Two group comparison

NBA side-by-side histograms of points scored by W/L

NBA boxplot comparison of points scored by W/L

NBA boxplot comparison of points scored by W/L (better)

Many group comparison

NBA side-by-side histograms of points scored by team

NBA boxplot comparison of points scored by team (better)

Your turn

  • Work with your neighbor to analyze a different set of statistics
    • Can be by division or not
    • Remember the key features of distributions
      • Shape
      • Center
      • Spread
  • Interpret your results

Checking outliers - assists

Outliers - assists

Assists > 40 - true outliers?

Checking outliers - points

Outliers - points

Points by team > 150 - true outliers?

In summary

  • Think about which kind of display is appropriate for comparing distributions
  • When conditioning on a categorical variable, boxplots are usually better
  • But boxplots lose information
  • Think carefully about omitting outliers
  • Outliers may reveal important information about your dataset!

Titanic passengers and the Normal distribution

Titanic

Dataset of passengers on the Titanic

  • What are your expectations for how age should be distributed?
  • We are going to violate our first three rules:
    1. Make a picture
    2. Make a picture
    3. Make a picture

Were the passenger ages normally distributed?

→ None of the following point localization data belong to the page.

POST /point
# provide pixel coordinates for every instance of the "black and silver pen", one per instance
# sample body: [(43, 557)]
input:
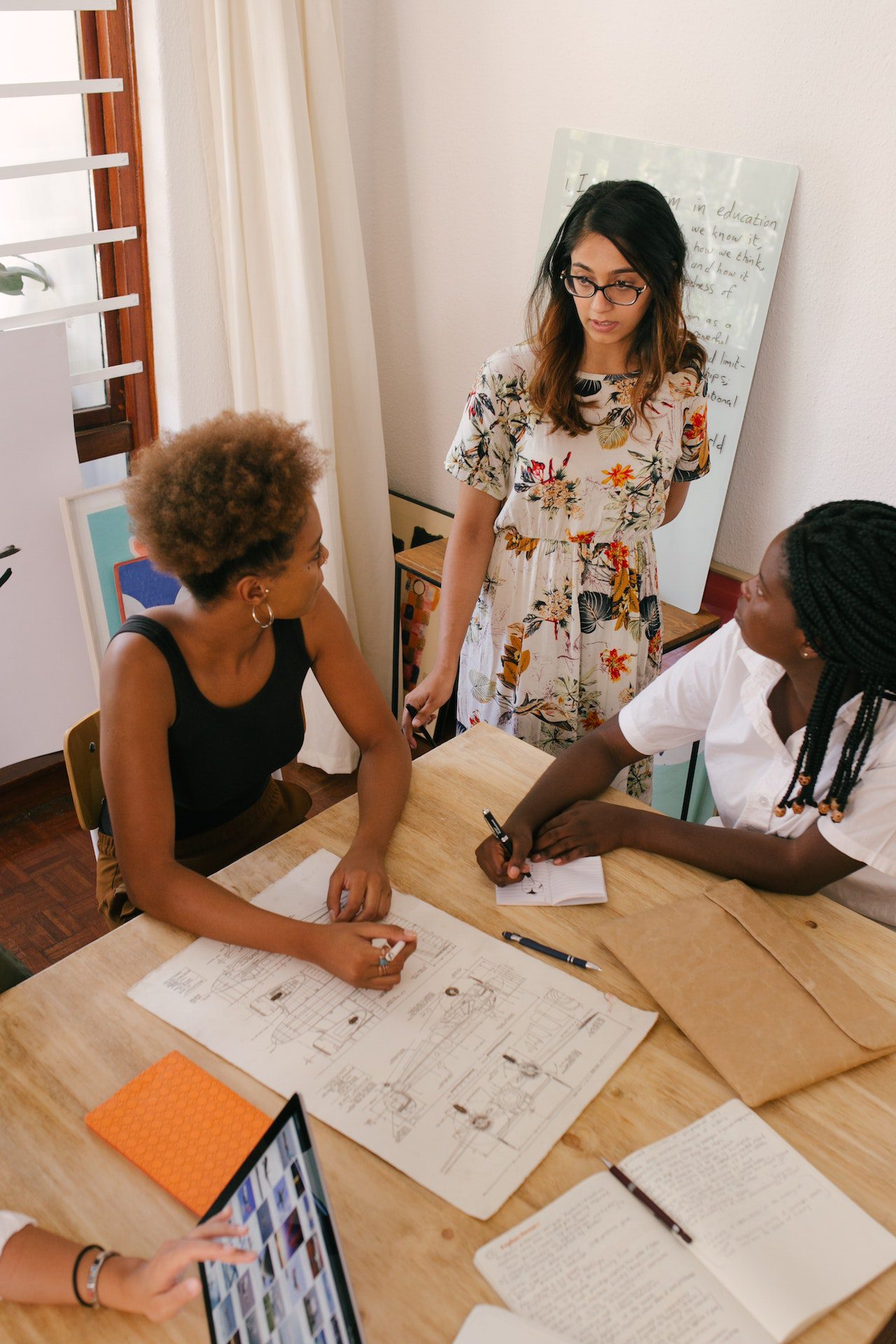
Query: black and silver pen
[(500, 835), (550, 952), (645, 1199)]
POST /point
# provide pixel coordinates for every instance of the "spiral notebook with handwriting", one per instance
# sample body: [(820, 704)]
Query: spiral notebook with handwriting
[(774, 1243)]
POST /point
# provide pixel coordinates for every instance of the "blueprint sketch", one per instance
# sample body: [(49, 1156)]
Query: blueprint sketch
[(464, 1075)]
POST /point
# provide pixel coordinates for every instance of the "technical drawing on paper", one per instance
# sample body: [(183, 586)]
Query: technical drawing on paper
[(464, 1075)]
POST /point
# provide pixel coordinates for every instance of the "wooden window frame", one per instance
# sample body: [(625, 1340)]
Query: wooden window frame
[(130, 419)]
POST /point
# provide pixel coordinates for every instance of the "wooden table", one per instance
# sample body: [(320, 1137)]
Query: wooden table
[(426, 562), (69, 1038)]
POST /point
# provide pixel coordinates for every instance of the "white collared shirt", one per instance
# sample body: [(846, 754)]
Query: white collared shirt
[(720, 692)]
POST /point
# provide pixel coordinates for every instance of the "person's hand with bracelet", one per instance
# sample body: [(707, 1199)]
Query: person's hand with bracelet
[(38, 1266)]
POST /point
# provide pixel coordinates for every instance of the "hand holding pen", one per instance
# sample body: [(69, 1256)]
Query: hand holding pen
[(505, 857)]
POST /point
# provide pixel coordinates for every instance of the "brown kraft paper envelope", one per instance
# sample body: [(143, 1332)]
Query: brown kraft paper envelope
[(769, 1009)]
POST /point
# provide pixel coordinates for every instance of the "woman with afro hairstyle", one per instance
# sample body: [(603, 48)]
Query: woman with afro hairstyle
[(200, 701), (573, 449), (796, 702)]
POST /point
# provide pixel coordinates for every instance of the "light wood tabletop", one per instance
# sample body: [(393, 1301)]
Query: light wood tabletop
[(70, 1038)]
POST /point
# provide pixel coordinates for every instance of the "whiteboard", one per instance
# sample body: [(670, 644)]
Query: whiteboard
[(734, 216)]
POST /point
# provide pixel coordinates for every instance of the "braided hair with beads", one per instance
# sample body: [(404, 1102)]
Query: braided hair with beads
[(836, 622)]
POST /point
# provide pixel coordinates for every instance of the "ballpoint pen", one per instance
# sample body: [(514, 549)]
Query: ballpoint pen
[(550, 952), (501, 836), (645, 1199)]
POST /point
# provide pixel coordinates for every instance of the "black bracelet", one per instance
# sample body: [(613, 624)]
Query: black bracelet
[(74, 1273)]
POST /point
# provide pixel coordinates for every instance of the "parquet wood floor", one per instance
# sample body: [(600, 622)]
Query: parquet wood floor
[(48, 905)]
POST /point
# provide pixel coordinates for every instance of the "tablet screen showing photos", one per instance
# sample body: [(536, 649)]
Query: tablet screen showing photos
[(298, 1291)]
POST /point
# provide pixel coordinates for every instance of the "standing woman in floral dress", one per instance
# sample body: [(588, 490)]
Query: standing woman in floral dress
[(573, 449)]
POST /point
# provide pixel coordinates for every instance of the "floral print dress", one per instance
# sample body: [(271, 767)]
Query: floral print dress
[(567, 626)]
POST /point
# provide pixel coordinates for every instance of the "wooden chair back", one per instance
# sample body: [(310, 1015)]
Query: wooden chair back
[(81, 749)]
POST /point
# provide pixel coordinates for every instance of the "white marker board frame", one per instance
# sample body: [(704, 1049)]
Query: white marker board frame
[(742, 206)]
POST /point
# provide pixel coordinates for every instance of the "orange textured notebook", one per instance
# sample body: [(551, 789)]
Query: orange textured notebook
[(181, 1126)]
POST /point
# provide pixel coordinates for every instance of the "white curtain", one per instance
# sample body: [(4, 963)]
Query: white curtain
[(295, 286)]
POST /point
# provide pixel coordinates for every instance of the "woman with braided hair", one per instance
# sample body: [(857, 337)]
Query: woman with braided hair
[(796, 702)]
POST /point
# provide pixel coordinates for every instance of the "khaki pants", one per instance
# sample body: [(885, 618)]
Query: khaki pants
[(280, 808)]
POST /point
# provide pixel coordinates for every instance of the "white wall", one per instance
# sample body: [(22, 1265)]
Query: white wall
[(453, 111)]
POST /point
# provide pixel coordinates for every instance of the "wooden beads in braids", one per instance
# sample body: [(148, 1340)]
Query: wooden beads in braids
[(837, 626)]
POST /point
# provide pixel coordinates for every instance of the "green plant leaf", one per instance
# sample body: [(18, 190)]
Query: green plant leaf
[(13, 277)]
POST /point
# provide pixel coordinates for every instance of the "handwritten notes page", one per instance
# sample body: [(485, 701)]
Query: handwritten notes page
[(776, 1246), (578, 883), (464, 1075), (598, 1268), (764, 1222), (734, 214)]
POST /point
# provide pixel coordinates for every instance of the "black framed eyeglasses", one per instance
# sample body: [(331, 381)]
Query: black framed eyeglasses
[(622, 292)]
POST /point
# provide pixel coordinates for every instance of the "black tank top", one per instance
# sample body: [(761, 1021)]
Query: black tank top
[(222, 758)]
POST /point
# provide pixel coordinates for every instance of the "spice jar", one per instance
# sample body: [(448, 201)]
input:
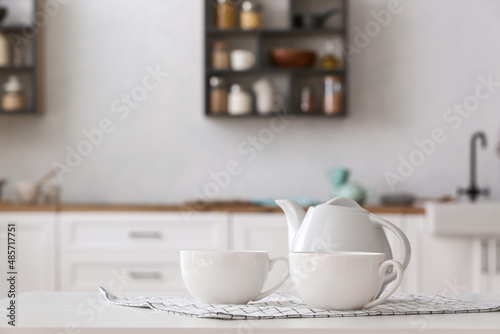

To answer that question, we need some information about the distribution

Remember, our main information about distributions is:

  • Shape

  • Center

  • Spread

Information about age

  • Standard deviation: 14.4
  • Mean: 29.9
  • Normal model: \(N(\mu, \sigma) = N(29.9,14.4)\)
    • \(\mu\) is the theoretical mean
    • \(\sigma\) is the theoretical standard deviation
    • These values define the data generating process
    • We only see some values of the data generating process, but if we saw infinite values, the mean would be \(\mu\) and the sd would be \(\sigma\)
    • More on this in the second half of class
  • How can we check normality using this information?

Checking normality

Thinking about normality

  • We can check normality by comparing the quantiles of our data with that of the known quantiles of the normal distribution
    • We know approximately 95% of the data lies within two standard deviations
    • Therefore, 2.5% data with the lowest values lie outside of -2 standard deviations and 2.5% of data with the highest values lie outside of 2 standard deviations
  • Similarly, we know the same information for data within one standard deviation (16%, 68%, 16%)

Data within standard deviations

Checking against the data

Histogram of ages from the data

Normality and scaling

  • Note that normality does not depend on the size of the standard deviation or the size of the mean
  • Could easily change the units to be months instead of years
    • Mean would increase a lot
    • Standard deviation would increase a lot
    • However, amount of observations within each standard deviation would stay the same

Final thoughts on normality

When is the normal distribution useful?

  • When we know a data-generating process is normally distributed we don’t even need to sample the population
    • Can find out exactly how much data is between a certain number of standard deviations
  • When we expect a data-generating process to be normally distributed, can test for deviations from normality
    • In the case of Titanic passengers, some parts of the distribution were more bunched up, others more spread out
  • A lot of our statistical techniques require or work better when the data is ‘roughly’ normal
    • Will detail these in the coming weeks
  • We can transform our data to be closer to normal
    • Note that transformations won’t work if the data has multiple modes, can only correct skew

What transformation would be helpful for age?